Lisps have this neat functionality where you get to basically define your own syntax, and that's really useful in a small set of cases (i.e macros in Racket, super duper useful, would wish C macros were as clean as Racket macros). But Python simply does not fit this mold. It wouldn't do Python any good to have a macro system - and it definitely wouldn't do it good if it has 4 different sub-languages, each of which have it's own syntax and warts.
Stroustrup said "Within C++, there is a much smaller and clearer language struggling to get out." The Python the author is describing is to me, even worse than C++ in terms of complexity.
Python already has that in the form of the `__future__` module.
> A third dialect would be a "beginner" dialect. > This beginner dialect would be, in version 4.0, a strict subset of the main dialect. > it might perhaps make sense to eventually introduce a few additional keywords and constructs not available from the main dialect
While I like the idea of the beginners using only a subset of the language, I don't like the alternate keywords; while it might make getting into the language easier for someone coming from another one, I'm afraid it might actually slow down the adoption later on.

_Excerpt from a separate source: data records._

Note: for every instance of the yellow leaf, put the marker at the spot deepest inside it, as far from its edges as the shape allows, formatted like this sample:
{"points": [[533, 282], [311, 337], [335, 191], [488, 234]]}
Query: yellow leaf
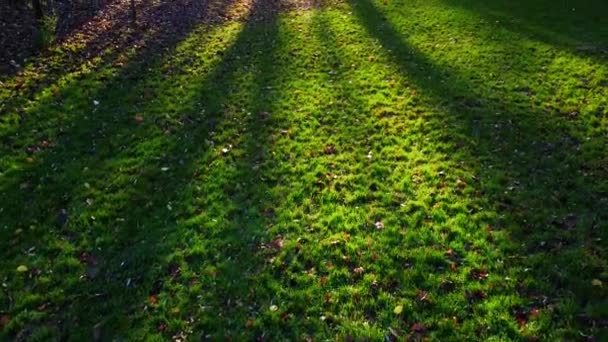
{"points": [[398, 309]]}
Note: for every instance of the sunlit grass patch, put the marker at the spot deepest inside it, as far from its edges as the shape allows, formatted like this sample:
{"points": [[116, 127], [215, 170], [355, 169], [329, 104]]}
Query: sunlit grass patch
{"points": [[371, 170]]}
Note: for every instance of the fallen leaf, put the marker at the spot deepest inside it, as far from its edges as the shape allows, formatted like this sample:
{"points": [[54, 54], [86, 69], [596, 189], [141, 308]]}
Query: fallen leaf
{"points": [[278, 242], [478, 274], [329, 149], [418, 327], [422, 295], [398, 309]]}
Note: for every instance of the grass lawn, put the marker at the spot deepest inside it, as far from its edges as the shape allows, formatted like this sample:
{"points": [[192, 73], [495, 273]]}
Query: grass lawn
{"points": [[382, 170]]}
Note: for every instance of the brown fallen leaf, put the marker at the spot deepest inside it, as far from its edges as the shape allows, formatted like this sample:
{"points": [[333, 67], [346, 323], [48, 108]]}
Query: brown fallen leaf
{"points": [[329, 149], [418, 328], [422, 296], [479, 274]]}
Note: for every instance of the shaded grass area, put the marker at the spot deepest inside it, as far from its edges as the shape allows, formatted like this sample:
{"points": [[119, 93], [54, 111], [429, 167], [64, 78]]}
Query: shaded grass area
{"points": [[372, 170]]}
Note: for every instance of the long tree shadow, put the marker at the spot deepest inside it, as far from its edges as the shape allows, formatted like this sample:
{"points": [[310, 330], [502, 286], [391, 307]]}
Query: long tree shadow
{"points": [[108, 41], [138, 237], [522, 155], [575, 26]]}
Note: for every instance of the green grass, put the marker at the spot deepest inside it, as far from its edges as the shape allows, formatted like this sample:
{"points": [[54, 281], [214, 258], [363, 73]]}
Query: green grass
{"points": [[303, 176]]}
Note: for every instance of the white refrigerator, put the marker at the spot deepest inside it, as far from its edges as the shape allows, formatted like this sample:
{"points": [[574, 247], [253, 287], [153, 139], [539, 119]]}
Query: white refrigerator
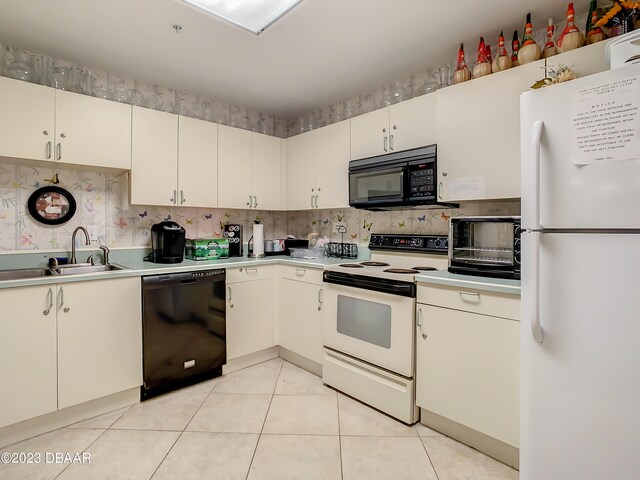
{"points": [[580, 330]]}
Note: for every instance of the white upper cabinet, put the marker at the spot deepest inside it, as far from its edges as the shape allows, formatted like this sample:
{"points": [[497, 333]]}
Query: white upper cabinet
{"points": [[317, 168], [370, 134], [479, 135], [92, 131], [265, 171], [332, 166], [154, 173], [197, 163], [248, 169], [413, 124], [402, 126], [26, 120], [301, 170]]}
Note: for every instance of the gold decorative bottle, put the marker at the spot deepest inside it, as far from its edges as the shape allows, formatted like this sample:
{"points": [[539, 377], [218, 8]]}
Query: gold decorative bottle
{"points": [[462, 73], [529, 51], [570, 38], [483, 66], [550, 48], [502, 60]]}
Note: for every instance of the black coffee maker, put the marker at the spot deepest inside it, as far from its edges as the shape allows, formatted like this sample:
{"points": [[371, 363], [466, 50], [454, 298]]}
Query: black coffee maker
{"points": [[167, 242]]}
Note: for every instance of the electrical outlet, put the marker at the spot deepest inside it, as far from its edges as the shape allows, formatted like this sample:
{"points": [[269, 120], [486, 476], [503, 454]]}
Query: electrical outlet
{"points": [[93, 233], [339, 227]]}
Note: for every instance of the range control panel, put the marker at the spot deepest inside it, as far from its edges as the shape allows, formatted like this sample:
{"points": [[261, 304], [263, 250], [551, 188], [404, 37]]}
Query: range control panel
{"points": [[415, 243]]}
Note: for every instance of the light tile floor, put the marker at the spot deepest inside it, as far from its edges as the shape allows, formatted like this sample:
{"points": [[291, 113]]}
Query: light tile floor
{"points": [[270, 421]]}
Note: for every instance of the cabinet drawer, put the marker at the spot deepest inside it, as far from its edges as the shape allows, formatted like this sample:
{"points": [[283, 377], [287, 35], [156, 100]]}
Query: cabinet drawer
{"points": [[471, 300], [246, 274], [303, 274]]}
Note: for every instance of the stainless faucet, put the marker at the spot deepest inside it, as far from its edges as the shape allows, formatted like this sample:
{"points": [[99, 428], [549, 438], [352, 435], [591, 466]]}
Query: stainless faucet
{"points": [[72, 260]]}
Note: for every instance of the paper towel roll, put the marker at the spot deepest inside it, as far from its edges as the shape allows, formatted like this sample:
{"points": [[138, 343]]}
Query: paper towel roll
{"points": [[258, 239]]}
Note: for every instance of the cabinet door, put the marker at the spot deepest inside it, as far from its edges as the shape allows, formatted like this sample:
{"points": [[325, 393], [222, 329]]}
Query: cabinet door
{"points": [[332, 153], [300, 321], [413, 123], [468, 370], [234, 168], [250, 307], [265, 171], [583, 61], [99, 339], [27, 120], [197, 163], [370, 134], [92, 131], [27, 353], [301, 171], [154, 171], [479, 135]]}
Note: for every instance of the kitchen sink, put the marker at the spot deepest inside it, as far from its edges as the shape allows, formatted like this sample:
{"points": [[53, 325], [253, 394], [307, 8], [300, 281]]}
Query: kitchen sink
{"points": [[78, 269], [22, 273]]}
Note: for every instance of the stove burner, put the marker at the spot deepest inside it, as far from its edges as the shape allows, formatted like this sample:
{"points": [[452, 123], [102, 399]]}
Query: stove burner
{"points": [[400, 270]]}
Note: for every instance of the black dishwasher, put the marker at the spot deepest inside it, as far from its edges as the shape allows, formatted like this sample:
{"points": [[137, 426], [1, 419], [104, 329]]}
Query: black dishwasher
{"points": [[184, 332]]}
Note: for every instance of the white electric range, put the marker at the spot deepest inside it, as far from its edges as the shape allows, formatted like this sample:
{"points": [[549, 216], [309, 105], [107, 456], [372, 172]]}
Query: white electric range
{"points": [[368, 321]]}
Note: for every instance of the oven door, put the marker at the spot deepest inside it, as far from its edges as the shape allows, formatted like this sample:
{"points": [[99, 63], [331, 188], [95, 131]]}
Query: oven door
{"points": [[372, 326], [380, 187]]}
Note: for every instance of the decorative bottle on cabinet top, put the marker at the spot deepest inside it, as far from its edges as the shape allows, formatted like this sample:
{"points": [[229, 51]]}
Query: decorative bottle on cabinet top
{"points": [[550, 48], [483, 66], [503, 60], [462, 73], [594, 33], [570, 38], [529, 51], [515, 47]]}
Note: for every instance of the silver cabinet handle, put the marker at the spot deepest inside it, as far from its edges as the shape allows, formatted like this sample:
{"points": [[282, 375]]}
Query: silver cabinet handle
{"points": [[47, 310]]}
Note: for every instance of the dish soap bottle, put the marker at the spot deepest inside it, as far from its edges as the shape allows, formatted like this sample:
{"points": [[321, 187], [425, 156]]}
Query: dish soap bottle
{"points": [[570, 38], [462, 73], [529, 51]]}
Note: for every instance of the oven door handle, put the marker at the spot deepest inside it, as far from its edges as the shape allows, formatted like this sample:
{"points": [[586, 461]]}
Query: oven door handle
{"points": [[404, 289]]}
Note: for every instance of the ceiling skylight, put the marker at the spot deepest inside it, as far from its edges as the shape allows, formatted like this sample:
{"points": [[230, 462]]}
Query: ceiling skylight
{"points": [[251, 15]]}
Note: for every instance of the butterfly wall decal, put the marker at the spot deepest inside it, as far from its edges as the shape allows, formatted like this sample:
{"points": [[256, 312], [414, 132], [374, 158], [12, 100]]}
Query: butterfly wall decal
{"points": [[55, 179]]}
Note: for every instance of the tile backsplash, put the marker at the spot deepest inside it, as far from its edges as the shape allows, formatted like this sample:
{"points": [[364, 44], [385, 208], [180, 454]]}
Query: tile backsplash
{"points": [[101, 201]]}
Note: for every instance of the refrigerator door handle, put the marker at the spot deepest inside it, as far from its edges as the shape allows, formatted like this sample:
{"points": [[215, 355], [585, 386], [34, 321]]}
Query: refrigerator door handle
{"points": [[536, 327], [536, 139]]}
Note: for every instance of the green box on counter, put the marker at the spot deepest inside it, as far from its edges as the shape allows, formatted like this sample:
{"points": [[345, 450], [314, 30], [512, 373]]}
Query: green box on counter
{"points": [[206, 248]]}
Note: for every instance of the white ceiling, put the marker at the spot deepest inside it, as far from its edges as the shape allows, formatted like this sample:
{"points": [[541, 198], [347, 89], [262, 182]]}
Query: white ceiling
{"points": [[320, 52]]}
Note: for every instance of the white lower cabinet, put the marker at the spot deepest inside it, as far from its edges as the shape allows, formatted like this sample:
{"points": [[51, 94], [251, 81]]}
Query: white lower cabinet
{"points": [[300, 320], [467, 366], [99, 339], [27, 353], [68, 344], [250, 310]]}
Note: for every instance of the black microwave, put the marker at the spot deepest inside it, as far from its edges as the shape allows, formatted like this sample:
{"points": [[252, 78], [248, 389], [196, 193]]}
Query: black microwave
{"points": [[399, 179]]}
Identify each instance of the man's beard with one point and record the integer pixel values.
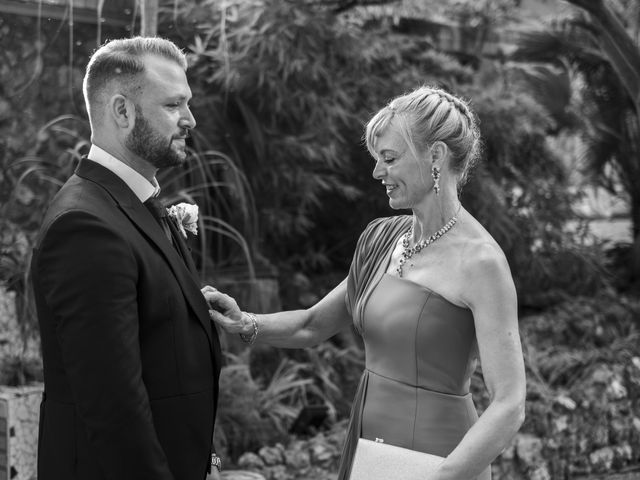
(150, 145)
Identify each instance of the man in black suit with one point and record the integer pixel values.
(131, 361)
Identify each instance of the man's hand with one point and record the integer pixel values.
(225, 312)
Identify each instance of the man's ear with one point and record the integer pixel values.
(439, 152)
(122, 110)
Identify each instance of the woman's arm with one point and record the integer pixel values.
(291, 329)
(491, 296)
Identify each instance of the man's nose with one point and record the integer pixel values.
(188, 120)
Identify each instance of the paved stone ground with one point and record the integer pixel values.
(619, 476)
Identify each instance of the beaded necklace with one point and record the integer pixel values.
(409, 252)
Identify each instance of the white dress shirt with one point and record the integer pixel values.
(143, 188)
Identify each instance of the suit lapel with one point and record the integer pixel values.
(181, 246)
(142, 218)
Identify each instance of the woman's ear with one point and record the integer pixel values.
(439, 152)
(122, 110)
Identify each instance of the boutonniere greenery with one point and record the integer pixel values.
(186, 217)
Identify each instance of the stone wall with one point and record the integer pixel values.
(19, 414)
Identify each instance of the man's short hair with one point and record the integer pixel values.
(122, 61)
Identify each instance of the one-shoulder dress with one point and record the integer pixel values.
(419, 355)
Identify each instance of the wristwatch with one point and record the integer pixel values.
(215, 462)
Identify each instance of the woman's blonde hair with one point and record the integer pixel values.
(428, 115)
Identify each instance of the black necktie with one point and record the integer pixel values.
(159, 212)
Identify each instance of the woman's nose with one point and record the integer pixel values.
(379, 171)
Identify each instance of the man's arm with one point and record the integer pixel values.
(87, 274)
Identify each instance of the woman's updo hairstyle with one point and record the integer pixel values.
(428, 115)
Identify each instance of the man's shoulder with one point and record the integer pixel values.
(77, 195)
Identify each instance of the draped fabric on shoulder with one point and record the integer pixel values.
(370, 262)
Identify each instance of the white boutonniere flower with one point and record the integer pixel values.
(186, 217)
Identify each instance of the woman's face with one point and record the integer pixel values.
(407, 179)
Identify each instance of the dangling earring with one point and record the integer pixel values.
(435, 173)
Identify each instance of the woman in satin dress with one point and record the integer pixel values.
(431, 294)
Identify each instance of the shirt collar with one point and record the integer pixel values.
(141, 187)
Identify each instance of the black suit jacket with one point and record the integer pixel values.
(131, 361)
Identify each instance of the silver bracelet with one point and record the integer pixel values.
(251, 338)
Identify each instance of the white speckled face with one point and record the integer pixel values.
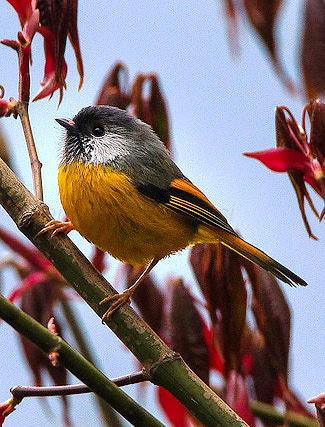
(110, 136)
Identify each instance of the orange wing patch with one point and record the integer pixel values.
(187, 199)
(187, 186)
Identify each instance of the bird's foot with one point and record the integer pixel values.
(57, 227)
(119, 301)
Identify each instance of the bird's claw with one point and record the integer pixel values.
(57, 227)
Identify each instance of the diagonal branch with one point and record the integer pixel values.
(76, 364)
(163, 366)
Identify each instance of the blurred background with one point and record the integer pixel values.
(220, 106)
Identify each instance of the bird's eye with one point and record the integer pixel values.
(98, 130)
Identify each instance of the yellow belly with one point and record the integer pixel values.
(106, 209)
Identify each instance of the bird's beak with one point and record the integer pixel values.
(68, 124)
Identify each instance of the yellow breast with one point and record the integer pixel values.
(105, 207)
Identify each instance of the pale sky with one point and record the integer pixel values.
(220, 107)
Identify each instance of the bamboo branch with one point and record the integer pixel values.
(35, 164)
(20, 392)
(109, 416)
(76, 364)
(163, 366)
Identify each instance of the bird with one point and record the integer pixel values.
(121, 190)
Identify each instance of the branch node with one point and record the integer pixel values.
(164, 358)
(27, 217)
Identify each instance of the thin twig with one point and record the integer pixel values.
(33, 157)
(19, 392)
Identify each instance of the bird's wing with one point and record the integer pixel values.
(184, 198)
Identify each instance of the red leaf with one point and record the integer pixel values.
(312, 49)
(173, 409)
(185, 333)
(237, 397)
(216, 361)
(282, 159)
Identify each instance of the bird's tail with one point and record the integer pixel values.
(259, 257)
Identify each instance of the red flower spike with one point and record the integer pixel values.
(30, 254)
(173, 409)
(185, 333)
(30, 281)
(219, 275)
(113, 92)
(272, 315)
(303, 160)
(215, 359)
(55, 21)
(237, 397)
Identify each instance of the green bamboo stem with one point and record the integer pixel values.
(164, 367)
(109, 416)
(76, 364)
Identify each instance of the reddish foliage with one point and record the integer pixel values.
(173, 409)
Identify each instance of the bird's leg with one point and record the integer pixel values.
(57, 227)
(124, 297)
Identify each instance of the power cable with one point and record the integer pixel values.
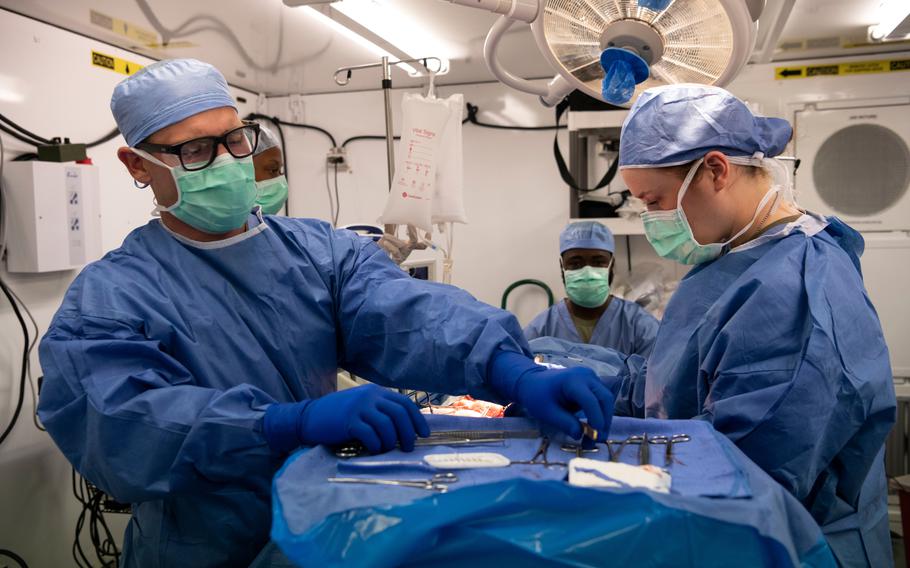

In fact nothing (except for the effort required to actually do it) prevents that "strict subset" concept to be introduced in Python as it is, by marking certain features/keywords as "advanced" and adding a flag on the interpreter to throw a warning (or even an exception; there could be two settings) if one is used. That is not unlike the way the -O and -OO flags currently work.
> a fourth dialect would be a "static" dialect
I don't think that this could (or should) be introduced, as it goes directly against some of the Python's basic concepts.